Dentro da própria comunidade médica, estudos têm mostrado equívocos de que pacientes negros têm maior tolerância à dor ou maior resiliência física em comparação com pacientes brancos e pesquisas indicam que esses preconceitos podem levar a diferenças na qualidade e urgência do atendimento prestado a pacientes de minorias.

“Mais pesquisas precisam ser feitas para entender a causa específica das diferenças na analgesia multimodal entre pacientes negros e brancos para que recomendações possam ser desenvolvidas. Além disso, pesquisas devem ser conduzidas em outros grupos étnicos para avaliar se eles são impactados por disparidades semelhantes”, diz Masoudi.

O pesquisador afirma que existem doenças que podem ter prevalência variável em diferentes populações raciais (por exemplo, a anemia falciforme é conhecida por ser mais prevalente em populações da África Ocidental). Para abordar essas diferenças, no entanto, os médicos são ensinados a procurar condições específicas mais em locais com maior prevalência, para garantir que não levem a disparidades nos cuidados de saúde.

“Um bom começo [para corrigir disparidades] é que os profissionais entendam os benefícios da analgesia multimodal, estejam cientes de que as disparidades ocorrem e desenvolvam protocolos padronizados que incentivem o uso quando for medicamente apropriado para garantir tratamento equitativo para todos os pacientes”, completa Masoudi.

O segundo estudo, conduzido pelo médico residente em anestesiologia no Centro Médico Montefiore, em Nova York, Christian Mpody, apontou que além de negros, asiáticos e hispânicos gravemente feridos também têm menos probabilidade de receber serviços críticos de resgate, como o aéreo.
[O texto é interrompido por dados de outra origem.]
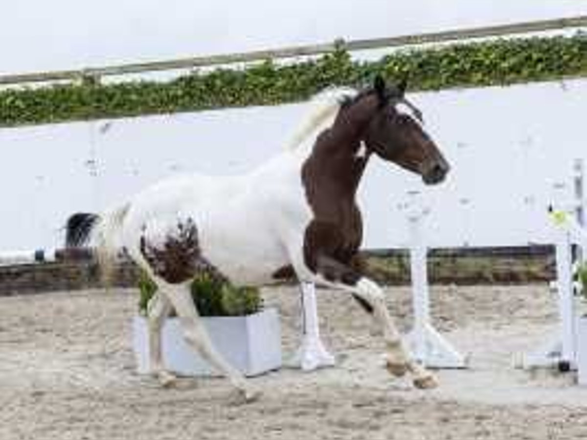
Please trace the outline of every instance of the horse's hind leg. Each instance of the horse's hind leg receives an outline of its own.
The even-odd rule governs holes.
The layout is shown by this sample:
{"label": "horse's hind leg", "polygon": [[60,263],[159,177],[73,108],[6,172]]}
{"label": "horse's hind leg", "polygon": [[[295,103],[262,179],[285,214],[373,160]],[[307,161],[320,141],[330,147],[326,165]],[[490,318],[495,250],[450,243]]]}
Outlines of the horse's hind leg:
{"label": "horse's hind leg", "polygon": [[164,387],[170,386],[176,380],[175,375],[166,369],[161,354],[161,328],[171,310],[171,302],[161,293],[156,293],[147,307],[151,373]]}
{"label": "horse's hind leg", "polygon": [[169,299],[180,317],[186,341],[214,368],[224,374],[246,401],[257,399],[259,393],[244,376],[227,362],[212,344],[191,297],[189,283],[166,286]]}
{"label": "horse's hind leg", "polygon": [[[300,256],[294,259],[294,265],[304,267]],[[406,372],[412,375],[414,385],[418,388],[433,388],[437,385],[434,375],[417,362],[412,360],[402,343],[401,336],[387,310],[383,289],[375,282],[362,276],[351,268],[328,256],[318,253],[314,260],[314,270],[309,271],[317,283],[340,289],[351,294],[363,307],[371,312],[380,326],[387,348],[387,367],[394,375]],[[297,265],[296,264],[297,263]],[[301,270],[301,273],[306,270]]]}

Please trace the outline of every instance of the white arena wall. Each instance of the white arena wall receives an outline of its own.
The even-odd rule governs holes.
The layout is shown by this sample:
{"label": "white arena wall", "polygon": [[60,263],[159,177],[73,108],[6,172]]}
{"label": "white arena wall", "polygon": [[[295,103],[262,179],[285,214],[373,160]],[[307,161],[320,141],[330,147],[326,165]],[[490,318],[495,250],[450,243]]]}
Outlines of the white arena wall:
{"label": "white arena wall", "polygon": [[[424,188],[374,158],[360,193],[365,247],[403,247],[400,206],[424,192],[431,246],[551,241],[553,184],[587,160],[587,80],[414,93],[451,163]],[[60,247],[69,214],[121,202],[177,172],[244,172],[279,154],[306,104],[0,129],[0,251]]]}

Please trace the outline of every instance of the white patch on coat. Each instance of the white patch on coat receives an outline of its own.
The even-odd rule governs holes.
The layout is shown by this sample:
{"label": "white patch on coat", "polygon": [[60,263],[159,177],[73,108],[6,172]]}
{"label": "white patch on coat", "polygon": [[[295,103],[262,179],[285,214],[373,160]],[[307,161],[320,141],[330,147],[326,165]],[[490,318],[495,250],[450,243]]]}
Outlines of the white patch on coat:
{"label": "white patch on coat", "polygon": [[357,152],[355,154],[355,157],[357,159],[363,159],[367,155],[367,145],[365,144],[365,141],[361,140],[360,145],[359,146],[359,149],[357,150]]}

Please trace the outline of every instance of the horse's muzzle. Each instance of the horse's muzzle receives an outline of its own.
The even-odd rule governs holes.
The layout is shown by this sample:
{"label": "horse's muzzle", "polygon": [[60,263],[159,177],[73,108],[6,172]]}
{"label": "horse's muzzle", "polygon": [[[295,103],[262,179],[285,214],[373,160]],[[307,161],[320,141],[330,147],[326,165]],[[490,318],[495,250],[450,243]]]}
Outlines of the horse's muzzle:
{"label": "horse's muzzle", "polygon": [[436,185],[444,180],[450,167],[444,160],[435,160],[422,173],[422,180],[426,185]]}

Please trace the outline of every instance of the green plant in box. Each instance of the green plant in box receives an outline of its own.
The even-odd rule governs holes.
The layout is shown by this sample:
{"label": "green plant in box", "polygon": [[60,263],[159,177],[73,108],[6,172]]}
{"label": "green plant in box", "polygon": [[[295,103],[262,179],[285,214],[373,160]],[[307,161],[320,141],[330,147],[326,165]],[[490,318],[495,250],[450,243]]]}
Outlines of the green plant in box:
{"label": "green plant in box", "polygon": [[[146,314],[149,302],[157,292],[157,285],[141,270],[139,277],[139,311]],[[260,311],[262,299],[256,287],[237,287],[225,280],[204,273],[191,283],[191,295],[201,316],[242,316]]]}

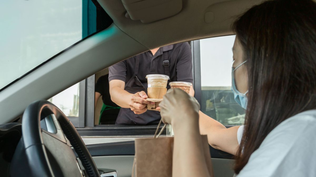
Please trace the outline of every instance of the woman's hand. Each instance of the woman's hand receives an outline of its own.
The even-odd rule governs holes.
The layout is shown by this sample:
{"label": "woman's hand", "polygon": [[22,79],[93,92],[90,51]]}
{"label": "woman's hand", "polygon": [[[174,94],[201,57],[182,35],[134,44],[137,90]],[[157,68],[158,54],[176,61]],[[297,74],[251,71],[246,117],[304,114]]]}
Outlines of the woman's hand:
{"label": "woman's hand", "polygon": [[200,105],[193,97],[179,88],[169,89],[159,104],[162,121],[173,126],[198,122]]}

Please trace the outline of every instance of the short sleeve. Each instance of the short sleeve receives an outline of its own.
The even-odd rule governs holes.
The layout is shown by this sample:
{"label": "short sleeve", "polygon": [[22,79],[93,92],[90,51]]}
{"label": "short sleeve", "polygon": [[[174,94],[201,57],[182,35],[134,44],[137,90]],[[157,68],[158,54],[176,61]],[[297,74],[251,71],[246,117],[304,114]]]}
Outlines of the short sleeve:
{"label": "short sleeve", "polygon": [[103,79],[103,77],[101,76],[98,79],[97,83],[95,83],[95,86],[94,88],[94,91],[96,92],[100,93],[101,95],[103,95],[103,92],[104,90],[104,88],[103,88],[103,86],[104,84],[102,82],[104,81]]}
{"label": "short sleeve", "polygon": [[296,118],[272,130],[237,177],[316,176],[316,117]]}
{"label": "short sleeve", "polygon": [[109,67],[109,82],[118,80],[125,82],[126,79],[126,60],[118,63]]}
{"label": "short sleeve", "polygon": [[241,139],[242,138],[242,134],[244,133],[244,125],[241,125],[238,128],[237,130],[237,140],[238,141],[238,144],[240,145],[240,142],[241,142]]}
{"label": "short sleeve", "polygon": [[177,80],[192,83],[192,56],[190,46],[187,42],[182,44],[176,66]]}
Com dados do Banco Nacional de Dados Sobre Traumas dos EUA que possui mais de 7,5 milhões de registros de mais de 900 centros de trauma do país, o estudo avaliou o transporte hospitalar de 307.589 adultos e 42.812 crianças que tiveram ferimentos graves com risco de vida e precisaram de cirurgia urgente ou internação em UTI (Unidade de Terapia Intensiva) entre 2017 e 2022.

Adultos brancos tinham duas vezes mais probabilidade de serem transportados por helicóptero em comparação aos adultos negros, ou seja, 25,4% dos brancos tiveram acesso ao transporte ante a 12,6% dos negros. A pesquisa mostrou ainda que 13,5% dos adultos asiáticos conseguiram acessar esse resgate e 15,9% dos adultos hispânicos.

Entre os mais jovens, 33,6% das crianças brancas tiveram acesso ao resgate por helicóptero enquanto o percentual de crianças negras foi de 20%. O percentual de asiáticos e hispânicos da mesma faixa etária foi de, respectivamente 22,4% e 24%.

Lesões traumáticas como acidentes com veículos, quedas e ataques violentos estão entre as principais causas de morte de crianças e adultos nos EUA.

Segundo o autor do estudo, é importante que em casos de lesões graves, os pacientes sejam atendidos dentro de uma hora. O transporte por helicóptero foi associado a uma pequena taxa de sobrevivência de 1,8 ponto percentual maior se comparado ao transporte por ambulância convencional.

Segundo Mpody, que conduziu o estudo, “é improvável que os pacientes negros incluídos em nosso estudo tenham sido menos propensos a receber transporte por helicóptero porque o recusaram”.

Mais dados precisam ser coletados para que disparidades no atendimento em casos de traumas sejam corrigidas. “Ao fazer isso, podemos identificar lacunas de serviço e desenvolver soluções direcionadas”, afirma o pesquisador.